Killing Them Softly

In Films, K by David Watson

“America’s not a country. It’s a business. Now f*cking pay me.”

“America’s
not a country. It’s a
business. Now f*cking pay
me.”

No shots are fired, no beatings administered but when
cool, ruthless enforcer Jackie Cogan (Brad
Pitt
) tells his Mob handler (Richard
Jenkins
) the facts of life in a New Orleans bar on the eve of Obama’s
election while the US (and indeed the world) spirals into financial meltdown,
it feels like the most violent scene in an already wincingly violent
movie. As Jenkins procrastinates
and tries to explain to Pitt that theirs is a business of relationships, Pitt
simply scoffs: “I live in America.
And in America, you’re on your own.”

Adapted from The
Friends Of Eddie Coyle
author George
V. Higgins’
hard-as-nails crime novel Cogan’s
Trade
and updated from ‘70s Boston to post-Katrina New Orleans, everyone is
on their own in Australian writer/director Andrew
Dominik’s
second collaboration with star Brad Pitt, Killing Them Softly.
Low-level mobster Johnny (Vincent
Curatola
) hires bozos Frankie (Scoot
McNairy
) and Russell (Ben Mendelsohn)
to knock over the high-stakes poker game run by Markie Trattman (Ray Liotta) reasoning that, as Markie
once robbed his own game and got away with it, suspicion will fall on him and
he’ll take the fall. Richard
Jenkins’ middle management fixer tasks Pitt’s shrewd professional Cogan with
investigating and resolving the situation. An example has to be made, confidence must be restored. Guilty or innocent, Trattman has to be
whacked. And Frankie, Russell and
Johnny can’t be too far behind.
Cogan knows Johnny personally however so he sub-contracts the job to
legendary hitman and friend New York Mickey (James Gandolfini). But
the alcoholic Mickey is way past his best. He’s in the grip of a messy breakdown and more interested in
booze and hookers than doing his job.
Increasingly exasperated by the lack of professionalism he has to deal
with, it falls to Cogan to set things right.

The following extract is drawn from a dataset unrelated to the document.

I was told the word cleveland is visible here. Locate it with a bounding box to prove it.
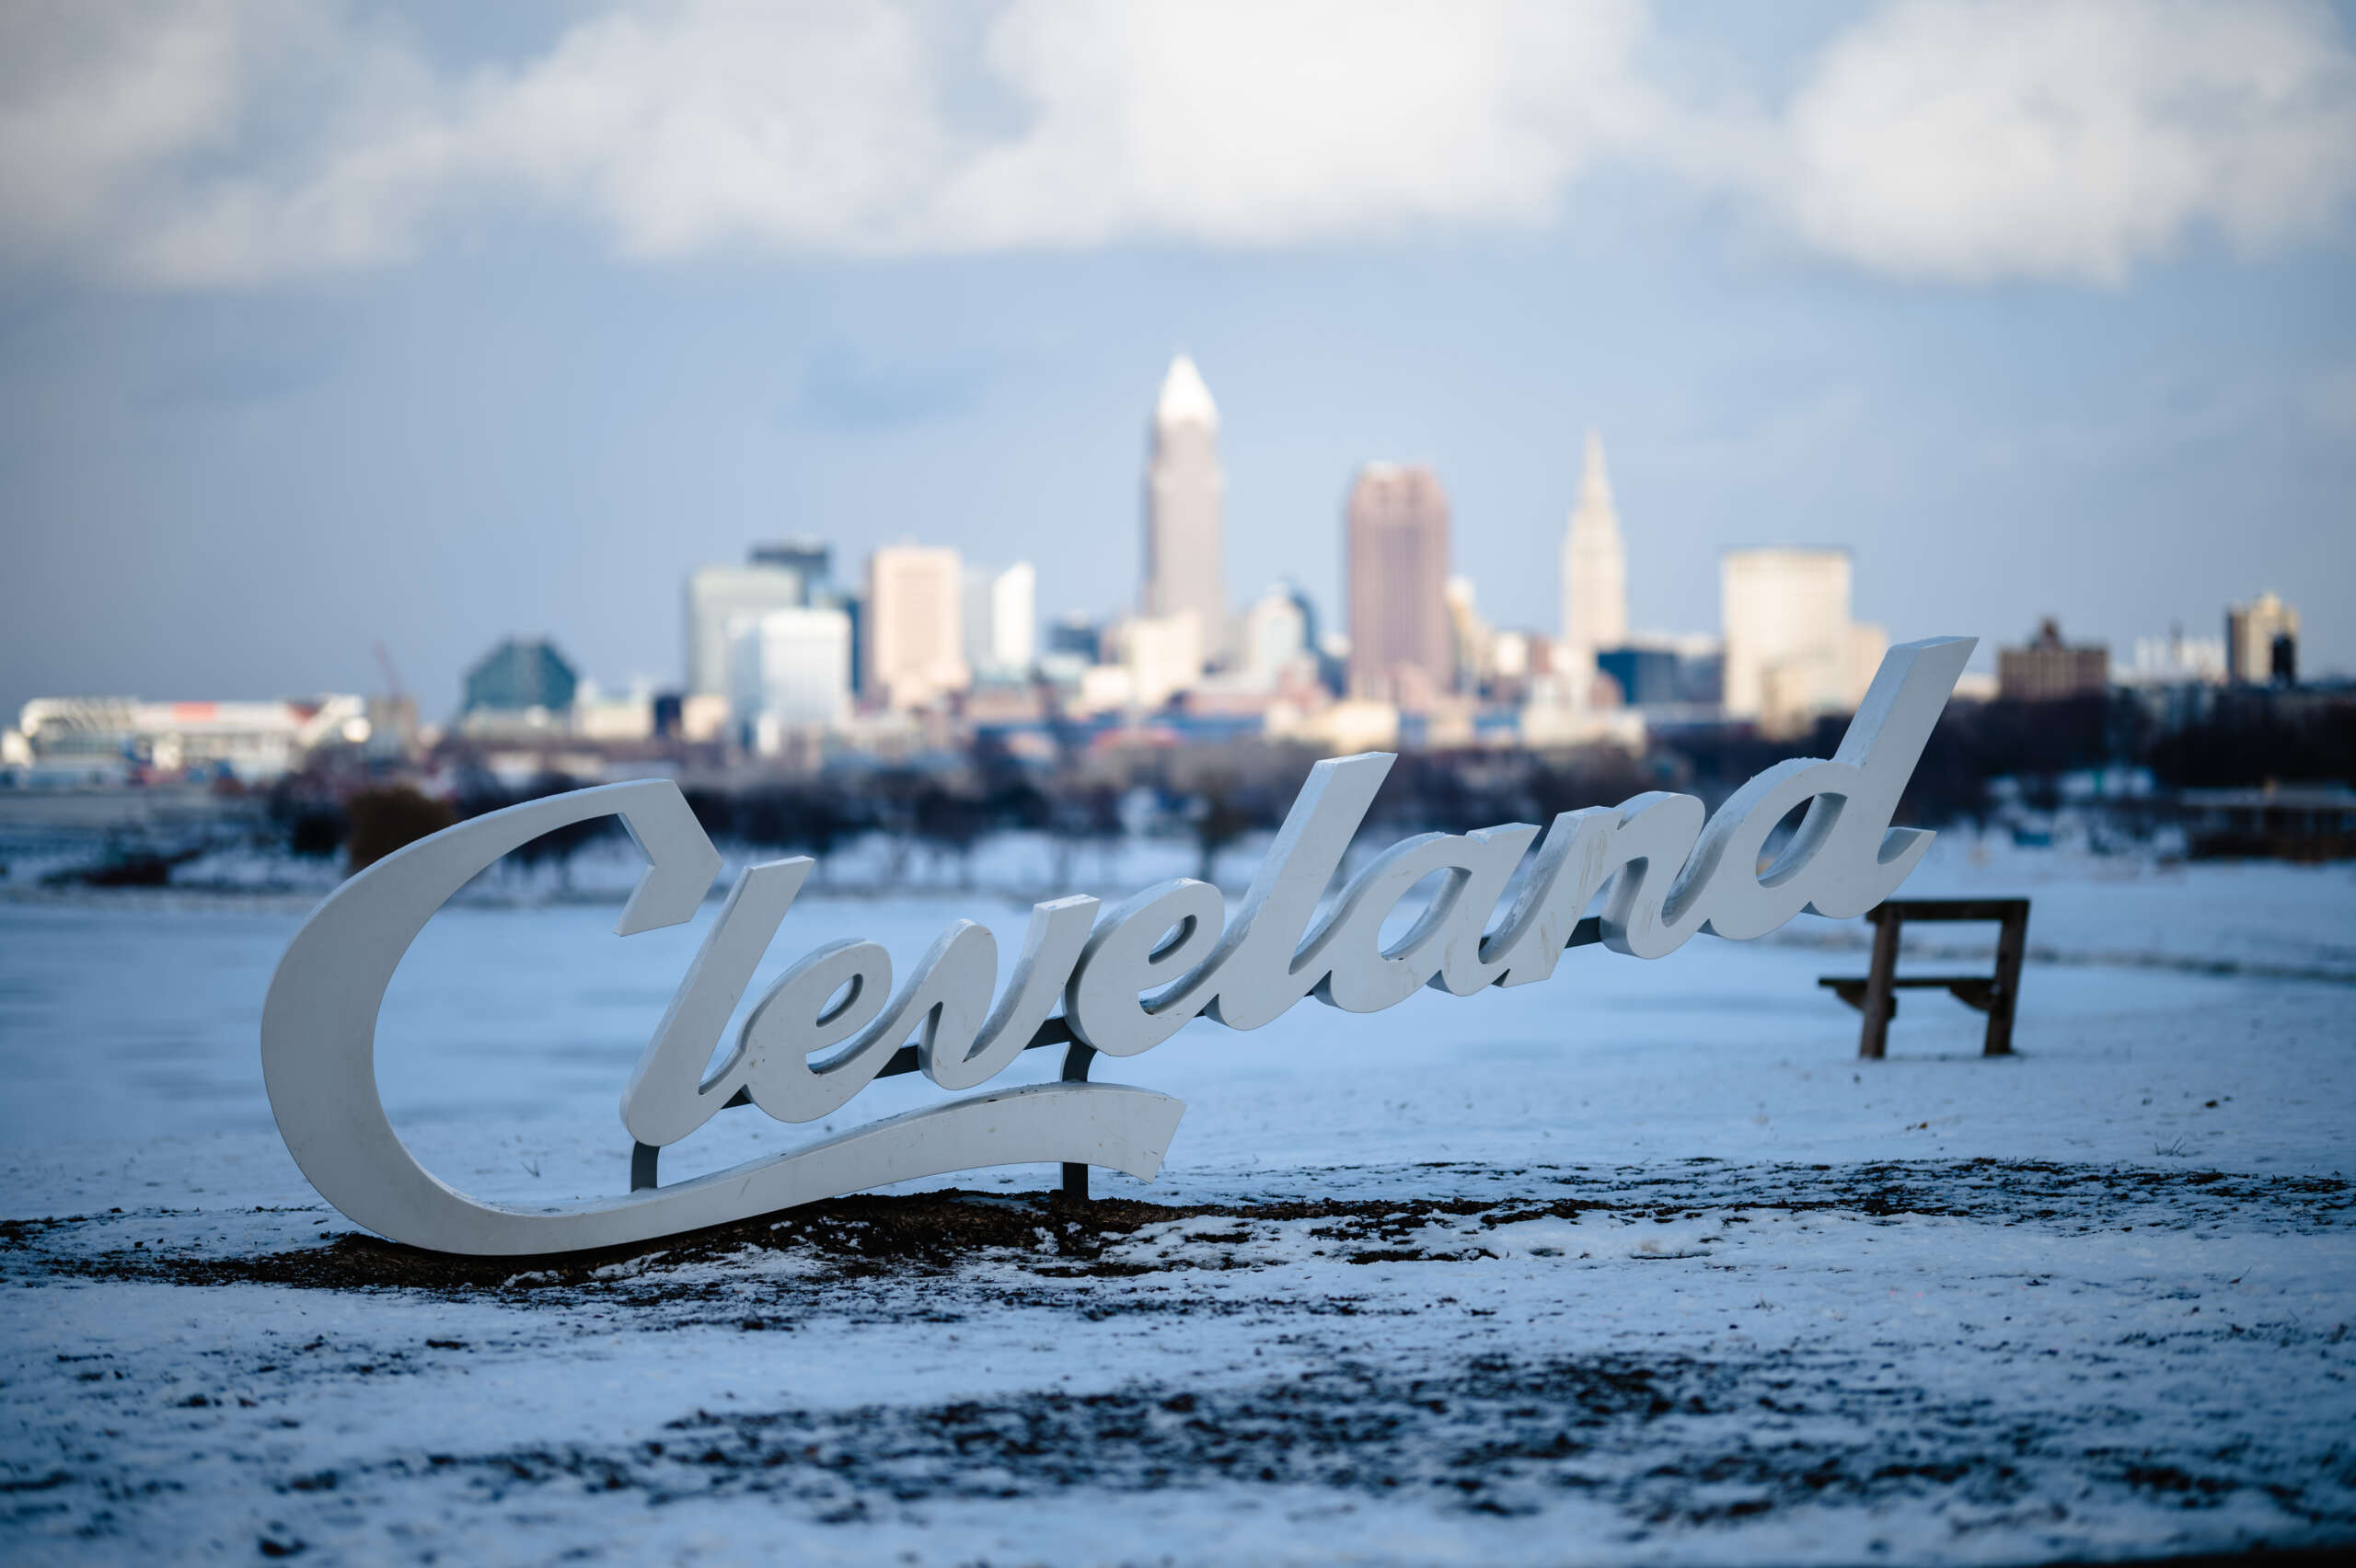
[260,635,1971,1255]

Tough, stylish and grimly nihilistic, Killing Them Softly is a violent, bleakly funny, crime parable which,
after his lush, beautiful, melancholic ode to the passing of the Old West, The Assassination Of Jesse James By The
Coward Robert Ford
, feels closer in spirit and execution to Dominik’s first
film, the darkly funny Chopper. Unlike the cheerfully demented Chopper
however, Pitt’s laconic Cogan is all business. And doing business is what the film is all about. Just as America’s economy is imploding,
the bottom-feeding criminals of Cogan’s world are also being forced to tighten
their belts; murder’s just the cost of doing business but even that cost is
being driven down due to recession.
While Dominik may hammer home his political points a little unsubtly
(almost every scene of note has a TV or radio somewhere in the background
providing electioneering commentary) his tight, authentic dialogue sings off
the page with some of Gandolfini’s monologues brilliantly judged while Cogan’s
climactic dissection of America is stunning and provocative; the souring of the
American Dream set in stone.

Visually and aurally, Killing
Them Softly
stuns.
Post-Katrina, the derelict washed out streets of New Orleans where the
film plays out, glisten with rot and malice. The assorted hoods and their gas-guzzling cars are
throwbacks to a bygone age; dinosaurs in a modern world. Russell’s slo-mo drug-addled
perceptions of a world filled with distorted sound, vision and time are fun and
the set-piece scenes of violence, the beatings and shootings, are sudden,
surprising and sickening with only one, the slow-motion execution of one victim
in a blizzard of bullets and broken glass, rendered almost abstract by its
beauty.

As you’d expect the performances are nigh on perfect. Gandolfini and Mendelsohn provide some
much-needed light relief in the darkness, Mendelson’s befuddled Aussie junkie
Russell in particular is an inspired creation, and Jenkins stressed, nebbish
Mob middleman could be any visiting area manager of a large corporation. As the doomed Trattman, Liotta invests
his character with a tragic, wounded nobility while Scoot McNairy delivers a
whiny, nervy Frankie, a sympathetic loser in way over his head who’s just
trying to stay alive. It’s Pitt
who dominates the film though from the moment his leather-jacketed shark Cogan
enters the film to Johnny Cash’s The Man
Comes Around
. It’s a tight,
nuanced performance which may finally see Pitt get the Oscar he should have got
last year for Moneyball.

Harsh, brutal and unforgiving, Killing Them Softly is a gritty, jaundiced vision of America in
turmoil that may just be the finest American film of the year.